El ojo del ratón es un modelo genético importante para el estudio de traslación de la enfermedad oftálmica humano. Enfermedades que causan ceguera en los seres humanos, como la degeneración macular, degeneración de los fotorreceptores, las cataratas, el glaucoma, el retinoblastoma y la retinopatía diabética se han recapitulado en ratones transgénicos. 1-5 mayoría de los ratones transgénicos y knock-out han sido generados por los laboratorios para estudiar las enfermedades no oftalmológicas, pero conservación genética entre los sistemas de órganos sugiere que muchos de los mismos genes también puede desempeñar un papel en el desarrollo y la enfermedad ocular. Por lo tanto, estos ratones representan un recurso importante para el descubrimiento de nuevas correlaciones genotipo-fenotipo en el ojo. Debido a que estos ratones se encuentran dispersos en todo el mundo, es difícil de adquirir, mantener y fenotipo ellos de una manera eficiente y rentable manera. Así, la mayoría de alto rendimiento pantallas fenotipificación oftálmicas se limita a unos pocos lugares que requieren en el lugar, la experiencia oftálmica para examinar los ojos en ratones vivos. 6-9 Un enfoque alternativo desarrollado por nuestro laboratorio es un método para la adquisición remota de tejido que se puede utilizar en grandes encuestas o en pequeña escala de los ojos de ratones transgénicos. Los procedimientos estandarizados de vídeo basado en la transferencia de habilidades quirúrgicas, la fijación del tejido, y el envío permitir que cualquier laboratorio para recolectar los ojos enteros de animales mutantes y enviarlos por fenotipificación molecular y morfológica. En este artículo, video, presentamos las técnicas de la enucleación y transferir los ojos fijos tanto no fijadas y la perfusión de ratón para el análisis fenotípicos remotos.

Protocol

1. Disección Blunt: Enucleación del ojo del ratón en las muestras no fijadas

  1. Separar los párpados para mejorar la exposición y el acceso al mundo posterior (globo ocular) superficie.
  2. Coloque un vendaje fórceps curvo detrás (en) el mundo en la órbita (cuenca del ojo). El Mahajan Sharptip aderezo fórceps es un instrumento de medida con puntas de hacer este paso más fácil (ver materiales y reactivos de mesa).
  3. Cierre la pinza y agarrar el tejido conectivo orbital y el nervio óptico detrás del globo mientras que teniendo cuidado de evitar apretar el globo.
  4. Retire con cuidado la pinza hacia arriba y coger el globo ocular de la órbita. El blanco de hilo tejido es el nervio óptico.
  5. Coloque el ojo en PBS. Usando una aguja de calibre 30-, hacer una punción única herida inmediatamente posterior al limbo mediante la inserción de la aguja 1-2 mm en el globo ocular. Esto permite fijadores, tales como glutaraldehído, que de otro modo son incapaces de penetrar en el tejido del ojo, a directamente enter el ojo. La creación de esta herida de punción puede no ser necesario si un fijador, tal como paraformaldehído o alcohol, es capaz de difundirse en los tejidos oculares de interés.
  6. Coloque todo el ojo inmediatamente en fijador para la fijación de inmersión.

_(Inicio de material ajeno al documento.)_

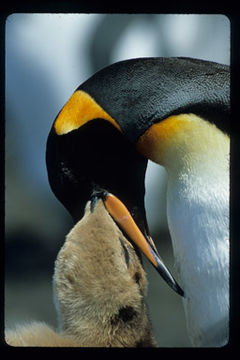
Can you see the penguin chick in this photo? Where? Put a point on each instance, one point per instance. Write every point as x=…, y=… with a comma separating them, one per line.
x=99, y=286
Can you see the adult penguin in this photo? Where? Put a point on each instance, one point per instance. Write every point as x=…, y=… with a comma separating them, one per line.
x=174, y=111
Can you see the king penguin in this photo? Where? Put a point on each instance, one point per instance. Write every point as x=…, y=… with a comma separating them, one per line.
x=174, y=111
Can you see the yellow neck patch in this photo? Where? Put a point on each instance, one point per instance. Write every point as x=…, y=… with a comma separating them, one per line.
x=80, y=109
x=182, y=138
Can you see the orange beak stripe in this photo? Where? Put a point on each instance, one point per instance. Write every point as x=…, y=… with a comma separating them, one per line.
x=123, y=217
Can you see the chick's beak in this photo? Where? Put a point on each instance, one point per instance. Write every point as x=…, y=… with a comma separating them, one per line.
x=123, y=218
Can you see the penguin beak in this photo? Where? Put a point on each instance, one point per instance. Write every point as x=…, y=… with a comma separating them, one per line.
x=123, y=218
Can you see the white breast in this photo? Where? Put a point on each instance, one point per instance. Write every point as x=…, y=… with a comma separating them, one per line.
x=198, y=217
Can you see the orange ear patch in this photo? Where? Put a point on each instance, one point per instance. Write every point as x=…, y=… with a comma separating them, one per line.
x=80, y=109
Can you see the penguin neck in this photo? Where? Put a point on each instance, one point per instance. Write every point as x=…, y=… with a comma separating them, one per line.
x=198, y=216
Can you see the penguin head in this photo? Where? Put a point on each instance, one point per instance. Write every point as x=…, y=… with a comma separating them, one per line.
x=115, y=121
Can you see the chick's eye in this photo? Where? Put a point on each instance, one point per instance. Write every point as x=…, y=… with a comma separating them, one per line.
x=137, y=277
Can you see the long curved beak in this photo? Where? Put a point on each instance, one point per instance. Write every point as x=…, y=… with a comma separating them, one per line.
x=123, y=218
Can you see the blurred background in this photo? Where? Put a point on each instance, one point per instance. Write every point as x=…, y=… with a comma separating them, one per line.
x=47, y=57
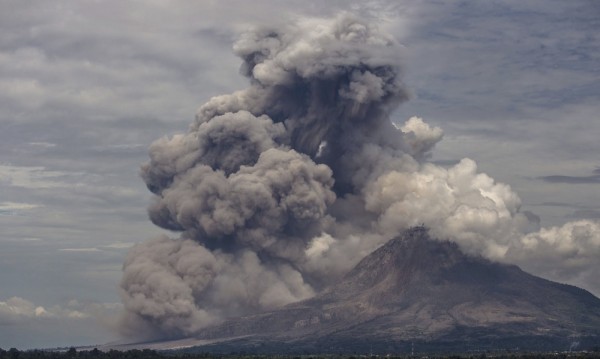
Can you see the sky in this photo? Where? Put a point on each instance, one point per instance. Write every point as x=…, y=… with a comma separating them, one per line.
x=87, y=86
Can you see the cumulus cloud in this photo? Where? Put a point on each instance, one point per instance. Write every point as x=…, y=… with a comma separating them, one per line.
x=278, y=189
x=16, y=310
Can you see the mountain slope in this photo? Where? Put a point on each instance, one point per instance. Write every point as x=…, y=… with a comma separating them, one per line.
x=415, y=288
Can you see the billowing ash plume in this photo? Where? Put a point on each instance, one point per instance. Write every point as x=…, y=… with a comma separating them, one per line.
x=279, y=189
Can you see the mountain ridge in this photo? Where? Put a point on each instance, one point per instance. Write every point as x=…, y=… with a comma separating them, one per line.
x=415, y=288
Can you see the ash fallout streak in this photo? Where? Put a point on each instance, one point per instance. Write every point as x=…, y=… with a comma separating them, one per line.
x=278, y=189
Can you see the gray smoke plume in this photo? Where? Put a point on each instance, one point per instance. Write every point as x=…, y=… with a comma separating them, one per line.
x=279, y=189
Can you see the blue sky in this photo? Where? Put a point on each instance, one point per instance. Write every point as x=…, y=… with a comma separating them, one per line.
x=85, y=87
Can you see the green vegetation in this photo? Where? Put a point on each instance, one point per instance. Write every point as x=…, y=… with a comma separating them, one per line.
x=151, y=354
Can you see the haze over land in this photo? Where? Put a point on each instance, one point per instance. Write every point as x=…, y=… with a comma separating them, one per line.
x=503, y=80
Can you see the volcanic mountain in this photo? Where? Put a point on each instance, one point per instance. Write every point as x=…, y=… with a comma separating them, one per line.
x=415, y=290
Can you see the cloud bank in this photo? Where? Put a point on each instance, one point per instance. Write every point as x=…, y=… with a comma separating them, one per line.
x=278, y=189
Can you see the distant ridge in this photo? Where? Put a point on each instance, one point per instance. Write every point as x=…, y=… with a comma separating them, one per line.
x=415, y=290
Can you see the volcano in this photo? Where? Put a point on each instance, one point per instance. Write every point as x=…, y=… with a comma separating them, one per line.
x=415, y=290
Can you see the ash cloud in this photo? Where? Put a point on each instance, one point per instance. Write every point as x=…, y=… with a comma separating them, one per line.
x=278, y=189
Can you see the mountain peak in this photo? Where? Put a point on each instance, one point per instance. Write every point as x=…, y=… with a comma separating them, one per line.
x=418, y=288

2. Disección de Sharp: Enucleación de la fijación del ojo del ratón perfusión siguiente

  1. Utilice un fórceps curvo colibri y mantiene los párpados lejos del mundo.
  2. Orient curvas tijeras de Westcott disección paralelas al mundo, mientras apuntando hacia la parte posterior de la órbita.
  3. Cortar el tejido conectivo que rodea fijo el mundo, desde las inferiores, a los lados medial, superior y lateral.
  4. Coloque la pinza curvada detrás del globo, sujete el tejido conectivo sin presionar en el mundo, y tire hacia adelante la enucleación del ojo. Dado que el tejido conjuntivo orbital es rígido en fijación por perfusión, de corte adicional de los tejidos orbitales puede ser necesaria para liberar completamente la globe.

3. La fijación y embalaje

Envío de los tejidos fijos deben seguir sus requerimientos de servicios institucionales y los servicios postales, incluyendo las etiquetas y envases apropiados. El protocolo siguiente es un ejemplo de envío de una muestra biológica no infecciosa a temperatura ambiente. Esto requiere 3 capas de embalaje, pero no de clase Sustancia / B biológico o etiquetas de nitrógeno líquido.

  1. Coloque el ojo en un vial de vidrio de 5-mL de centelleo con al menos 3-ml fijador, o tampón de post-fijador si la fijación es corto. Escribir el número de seguimiento en la tapa del vial y sellarlo con Parafilm.
  2. Colocar los viales de centelleo en una muestra biológica aprobada contenedor de envío. En nuestro instituto, por ejemplo, contenedores aprobados requieren tres capas: un recipiente sellado en el que se coloca la muestra, una capa intermedia absorbente, y una capa protectora externa.
  3. Colocar el recipiente en un paquete de burbuja y luego en una aplicaciónlaboratorio Roved contenedor de transporte junto con la documentación apropiada.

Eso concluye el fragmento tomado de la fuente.